# Looking for suggestions on ordering shrimp



## little dutch (Sep 22, 2009)

Hi folks. I see some people saying they have different shrimp on order. I am looking for suggestions on where I should be looking to order from.

I tried to buy locally today, but the only stores that had any shrimp, other then ghosts, had everything in quarantine or had some pretty sickly looking fish in with them (should have been in quarantine). 

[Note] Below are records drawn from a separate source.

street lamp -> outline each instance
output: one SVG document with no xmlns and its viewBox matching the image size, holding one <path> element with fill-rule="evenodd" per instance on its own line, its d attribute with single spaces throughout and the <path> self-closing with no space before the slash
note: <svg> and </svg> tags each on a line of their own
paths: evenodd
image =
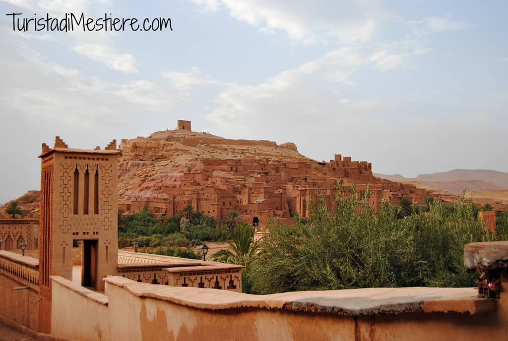
<svg viewBox="0 0 508 341">
<path fill-rule="evenodd" d="M 24 256 L 25 255 L 25 250 L 26 250 L 26 243 L 25 243 L 24 241 L 23 241 L 22 242 L 21 242 L 21 244 L 20 244 L 19 245 L 19 247 L 20 247 L 21 248 L 21 253 L 22 254 L 21 255 L 22 256 Z"/>
<path fill-rule="evenodd" d="M 138 246 L 139 245 L 139 242 L 138 241 L 134 241 L 132 242 L 132 245 L 134 246 L 134 252 L 136 253 L 138 253 Z"/>
<path fill-rule="evenodd" d="M 206 243 L 203 244 L 203 247 L 201 248 L 201 251 L 203 251 L 203 261 L 206 260 L 206 254 L 208 253 L 208 249 L 209 248 L 210 248 L 208 247 Z"/>
</svg>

Suggestions would be greatly appreciated.


----------



## JIM (May 27, 2009)

Frank's Aquarium-Freshwater Crustaceans, Hillstream Fishes, Gobies, and more *Try this, ive dealt with this guy, he knows his stuff, and has a good selection. *


----------



## squirrelcrusher (Sep 23, 2009)

Have you checked the for sale threads? Awhile back someone was selling cherry shrimp


----------



## susankat (Nov 15, 2008)

invertzfactory is another good one. He carries just about any kind of shrimp. Also Petshrimp.com is a good one. Also check your local clubs. There is usually someone that will have some to sell cheap. In our club they sell for $1.00 for a dozen.


----------



## squirrelcrusher (Sep 23, 2009)

Is there anyway to find out if there is a club in my area?


----------



## susankat (Nov 15, 2008)

You can try asking you local lfs if they know of one.


----------